Hey! It's been a few days and I was wondering what kind of awesome riding experiences you've had with your new bike. Also, did your bike come stock with the black seat and handlebar tape? I kinda prefer the white one..


----------



## easyridernyc (Jan 10, 2008)

the ksyriums were a smart upgrade, at sixteen pounds with the ultegra group, that is one fast machine...

i'm not a big fan of black handlebar tape, but with that blue and the black seat i think you got the color scheme correct bro

nice bike.


----------



## mournhart (Feb 13, 2010)

Ranilus said:


> Hey! It's been a few days and I was wondering what kind of awesome riding experiences you've had with your new bike. Also, did your bike come stock with the black seat and handlebar tape? I kinda prefer the white one..


Only had time to take it out for a couple of short rides (10 min and 24 min a day later). It feels very responsive. Has been awesome so far, can't wait for the weekend though. Planning on doing at least an hour of riding!

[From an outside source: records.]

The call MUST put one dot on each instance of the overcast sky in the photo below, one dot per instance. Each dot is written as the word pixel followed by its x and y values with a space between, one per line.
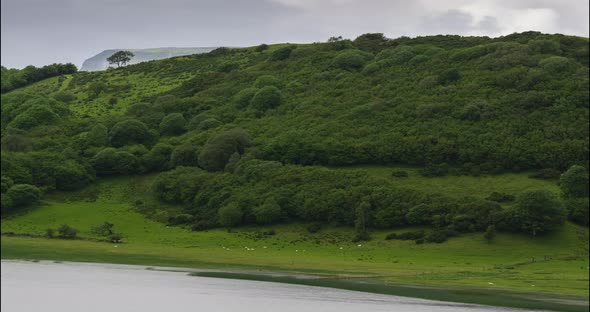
pixel 41 32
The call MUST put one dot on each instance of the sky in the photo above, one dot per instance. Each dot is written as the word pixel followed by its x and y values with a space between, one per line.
pixel 40 32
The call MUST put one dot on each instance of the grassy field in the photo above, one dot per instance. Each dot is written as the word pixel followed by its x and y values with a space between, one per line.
pixel 560 267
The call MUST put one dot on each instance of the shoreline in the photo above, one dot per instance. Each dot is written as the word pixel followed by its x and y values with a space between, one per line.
pixel 471 295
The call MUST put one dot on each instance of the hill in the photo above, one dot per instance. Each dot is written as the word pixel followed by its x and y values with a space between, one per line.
pixel 98 62
pixel 429 141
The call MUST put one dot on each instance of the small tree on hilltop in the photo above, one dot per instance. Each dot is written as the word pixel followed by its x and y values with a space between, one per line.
pixel 490 233
pixel 120 58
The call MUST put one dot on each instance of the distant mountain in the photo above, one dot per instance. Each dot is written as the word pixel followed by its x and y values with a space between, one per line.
pixel 98 62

It did come with the black seat and handlebar tape. You might have to talk to your LBS to see if they can do something about that. The seat you may be able to trade it in for something white?


----------



## mournhart (Feb 13, 2010)

easyridernyc said:


> the ksyriums were a smart upgrade, at sixteen pounds with the ultegra group, that is one fast machine...
> 
> i'm not a big fan of black handlebar tape, but with that blue and the black seat i think you got the color scheme correct bro
> 
> nice bike.


If you don't mind telling me, how much did you spend on all the upgrades? I'll need to start saving up, haha. Won't be for a while though, I'll need to rack up a lot of miles before I commit to any more spendings on the bike.

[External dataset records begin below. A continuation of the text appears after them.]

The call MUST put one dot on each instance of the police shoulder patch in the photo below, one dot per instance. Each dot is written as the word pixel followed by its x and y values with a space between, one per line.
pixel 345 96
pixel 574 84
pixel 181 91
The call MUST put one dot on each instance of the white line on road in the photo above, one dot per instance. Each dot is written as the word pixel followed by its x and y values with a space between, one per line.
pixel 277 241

Thanks, I actually prefer black tape and seat, so I don't have to clean them so often.


----------



## ClaytonT (Aug 23, 2009)

Jeez, you could have looked in the thread at the top of the page. 

Just brought the bike home. 









After hanging it on my wall and removing the reflectors. I have since removed most of the wheel stickers (all of the red).


----------



## mournhart (Feb 13, 2010)

Nice bike, Clayton!


----------



## Ranilus (Feb 26, 2010)

ClaytonT said:


> Jeez, you could have looked in the thread at the top of the page.
> [/IMG]


Huh? The picture thread is not working for me. When I open it I get a totally blank page, not even "page not found" or nothing.


----------



## mournhart (Feb 13, 2010)

Ranilus said:


> Huh? The picture thread is not working for me. When I open it I get a totally blank page, not even "page not found" or nothing.

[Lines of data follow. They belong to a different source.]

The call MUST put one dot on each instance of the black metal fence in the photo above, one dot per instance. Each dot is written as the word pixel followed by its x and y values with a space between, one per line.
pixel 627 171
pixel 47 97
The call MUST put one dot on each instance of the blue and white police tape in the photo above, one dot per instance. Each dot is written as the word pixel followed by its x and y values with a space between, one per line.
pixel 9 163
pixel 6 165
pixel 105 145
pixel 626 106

I had the same problems when I first started lurking around this forum. You can fix this by going to "My Account" then on the left side "Edit Options" under "Thread Display Option" --> "Thread Display Mode" --> change this from "Hybrid" to something else then save changes at the bottom. 

This ought to fix the problem.


----------



## Ranilus (Feb 26, 2010)

mournhart said:


> I had the same problems when I first started lurking around this forum. You can fix this by going to "My Account" then on the left side "Edit Options" under "Thread Display Option" --> "Thread Display Mode" --> change this from "Hybrid" to something else then save changes at the bottom.
> 
> This ought to fix the problem.


Hey how's the Caad9 treating ya? I finally ordered mine yesterday! 

I see a small buddha thingy on the counter behind your bike in one of the pictures lol


----------



## mournhart (Feb 13, 2010)

Ranilus said:


> Hey how's the Caad9 treating ya? I finally ordered mine yesterday!
> 
> I see a small buddha thingy on the counter behind your bike in one of the pictures lol


It's great, riding a couple of times a week now, and I am doing tour de cure in napa this weekend. Still working out some kinks in fitting though. I get this hot foot thing on my right, playing with cleat position and sock thickness to see if I can get rid of it.. Glad you order yours!! 

Haha, yea, the budda thingy, it is suppose to be for a plant, but the plant died.


----------



## Zachariah (Jan 29, 2009)

mournhart said:


> If you don't mind telling me, how much did you spend on all the upgrades? I'll need to start saving up, haha. Won't be for a while though, I'll need to rack up a lot of miles before I commit to any more spendings on the bike.
> 
> Thanks, I actually prefer black tape and seat, so I don't have to clean them so often.


I spent $930 for the CAAD 9/7 NEW, in 2009. I sold all the parts except the frame and stem, on eBay, for $500. I spent an additional $1200 to get the bike you see now...


----------



## CHL (Jun 24, 2005)

Hi Mornhart:

How do you like the FSA Gossamer crankset? I have CAAD9 frameset on the way. I was considering the FSA Gossamer or SRAM Force. I would love to put Hollowgram SL but it's out of my budget at this moment. 

Thanks,

CHL


----------



## mournhart (Feb 13, 2010)

Since I am new to road biking and biking in general, I am not really sure my opinion would be helpful...

I really don't have anything to compare to anyway, but so far, it feels fine, I don't have any problems with it. It works as intended, haha. Though I was worry at first about the FSA Gossamer crank because I read some bad reviews from users. If you plan on upgrading them later, might as well get the gossamer (the price is lower than the force crankset right?). Maybe you can try the general forums so people with more experience can better answer your question.

Which group set are you putting on your frame?


----------



## CHL (Jun 24, 2005)

It's gonna be a transfer from my caad four, so it will be ultegra 6600. I was using a da7700 crank but i want to use a bb30 crankset. I am leaning toward the force right now but im keeping an eye out for the hollowgrams on ebay. At least I have several more weeks until the frame arrives.


chl


----------



## mournhart (Feb 13, 2010)

Awesome! Good luck with getting the crankset that you want! Post pics when you have the bike built (Even though it will be a while since you don't have the frame yet.)


----------